Dessert was banana sundae, made with a duo of roasted banana and chocolate ice-cream and topped with walnuts. I felt it was a very ‘grownup’ version of an ice-cream parlour favourite, and perfect in the hot early Autumn weather. Ian said his banana ice-cream utilised some ultra sweet bananas that an old man sold at the markets; he grew them high up in the hills of Hualian, and were unlike any other bananas he had ever tasted. The bananas (and ice-cream) were indeed very sweet, while the chocolate ice-cream was rich and velvety, a result perhaps of the Miaoli-sourced cream with 38 per cent milk fat.

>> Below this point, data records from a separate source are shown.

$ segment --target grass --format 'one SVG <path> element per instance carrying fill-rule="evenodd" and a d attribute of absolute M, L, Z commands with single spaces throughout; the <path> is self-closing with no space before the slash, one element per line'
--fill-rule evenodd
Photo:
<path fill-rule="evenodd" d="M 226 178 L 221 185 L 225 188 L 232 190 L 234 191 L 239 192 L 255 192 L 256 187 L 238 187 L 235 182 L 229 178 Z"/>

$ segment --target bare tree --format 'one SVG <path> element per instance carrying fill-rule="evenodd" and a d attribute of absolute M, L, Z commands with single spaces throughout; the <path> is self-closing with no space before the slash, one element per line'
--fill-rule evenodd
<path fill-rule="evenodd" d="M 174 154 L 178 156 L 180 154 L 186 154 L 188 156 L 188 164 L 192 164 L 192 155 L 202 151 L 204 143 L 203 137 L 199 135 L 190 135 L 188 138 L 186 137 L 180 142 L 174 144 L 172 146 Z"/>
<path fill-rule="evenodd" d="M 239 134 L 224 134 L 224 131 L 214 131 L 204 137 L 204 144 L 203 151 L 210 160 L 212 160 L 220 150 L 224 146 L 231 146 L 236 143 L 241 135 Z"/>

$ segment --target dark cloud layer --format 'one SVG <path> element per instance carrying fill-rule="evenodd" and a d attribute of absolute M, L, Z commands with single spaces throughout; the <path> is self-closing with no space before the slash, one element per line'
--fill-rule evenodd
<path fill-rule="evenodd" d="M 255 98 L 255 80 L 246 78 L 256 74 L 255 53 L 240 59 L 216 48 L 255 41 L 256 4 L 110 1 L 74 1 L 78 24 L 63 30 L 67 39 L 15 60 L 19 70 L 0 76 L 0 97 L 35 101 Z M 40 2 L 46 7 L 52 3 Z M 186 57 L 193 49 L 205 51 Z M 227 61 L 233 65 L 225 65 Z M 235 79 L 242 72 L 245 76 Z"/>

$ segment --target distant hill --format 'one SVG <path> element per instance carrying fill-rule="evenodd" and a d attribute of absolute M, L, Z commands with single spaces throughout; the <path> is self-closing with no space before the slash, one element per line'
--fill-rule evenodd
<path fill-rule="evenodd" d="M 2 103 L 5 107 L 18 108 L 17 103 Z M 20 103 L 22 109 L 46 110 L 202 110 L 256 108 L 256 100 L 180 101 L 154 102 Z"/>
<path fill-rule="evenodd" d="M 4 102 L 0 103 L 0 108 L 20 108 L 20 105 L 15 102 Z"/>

Ian’s Table is only five minutes’ drive from Shoufeng Railway Station, yet when you are there it feels like you are miles from civilisation. The physical address is 68 Siwei Road, Fengli Village, Shoufeng (l花蓮縣壽豐鄉豐裡村四維路68號), but Ian suggests ringing ahead as most GPS systems direct guests to the local Earth God temple. For reservations – or directions – phone ahead on 0928559091 or 0926148007. Or visit the Ian’s Table Facebook page.
Our visit to Ian’s Table was the perfect way to celebrate our anniversary. We have our share of ups and downs, of disappointments and communication breakdowns and breakthroughs. The anniversary meal was an opportunity to celebrate our blessings, and the event will undoubtedly become part of the rich tapestry of our married memories.